I smelled a burning cigarette and looked up to see the familiar face of my landlady leaning out of her kitchen window, smoking a Mild Seven with a glass ashtray at her side. “You’re home late,” she said. Mako Saibara was my landlady and the daughter of the building owners, and she took care of everything in the four unit building—squeaky doors, clogged toilets, pest infestations. Often she’d ask me to help her out on a task, with the return being use of her kitchen—which was massive compared to mine.
“Hey, Mako-san,” I said. “I kinda got into a cooking battle.”
“Well, your victory’s all over Tweeter, that’s for sure,” Mako said, blowing a plume of smoke from her mouth. (I don’t like smoking; you lose your sense of taste and smell.) “Hey, Ebifry-kun, go to your house. You’re not smuggling yourself into Vanilla’s place tonight. Shoo!” She waved her hand in his direction, and Ebifry merely twitched his tail and walked off.
“See you tomorrow, then,” I said, as I unlocked the gate. Mako nodded to me as she stubbed out her cigarette and slid her window closed.
Home again, at last. I live in a fairly small apartment (what real estate agents call a 1R in the official lingo); it’s the only space I could afford on my school stipend and the money I make working at the supermarket. My kitchen—if you could call it that—contains a two burner stove that was probably older than I was, a mini fridge, and one of my most favorite purchases: a combination microwave/convection oven that let me bake as well as reheat. A narrow passage linked it to the main room where I ate, watched TV, used my computer and slept, and a door to the combination toilet and bathroom was off to the side of the kitchen. I also had a balcony, which was where Ebifry liked to hang out on warm days. (He also liked to try and come in during heavy rainstorms.)
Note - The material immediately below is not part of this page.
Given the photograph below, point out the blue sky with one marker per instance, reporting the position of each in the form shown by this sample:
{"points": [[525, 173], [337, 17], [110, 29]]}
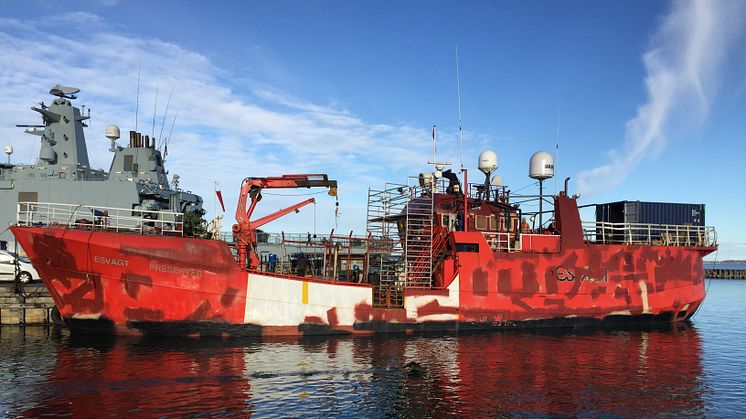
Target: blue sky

I stuck my umbrella in a corner, took off my school coat, and shed my clothing as I snaked through the kitchen. The siren call of my futon was calling me, and almost as soon as I shed my school uniform in favor of a sleep T-shirt, my head hit the pillow and I was falling asleep.
This is my daily life and my daily world. I’m Vanilla Sakamoto, the daughter of a chef, and I’m on a mission to become the best gourmet battler in the world. I don’t have God’s tongue or the hands of the sun—I just have pure skill. I’m honed like a knife made from folded steel and my mind is just as sharp.
I didn’t know it at the time, but this day was the day that my life began to change forever.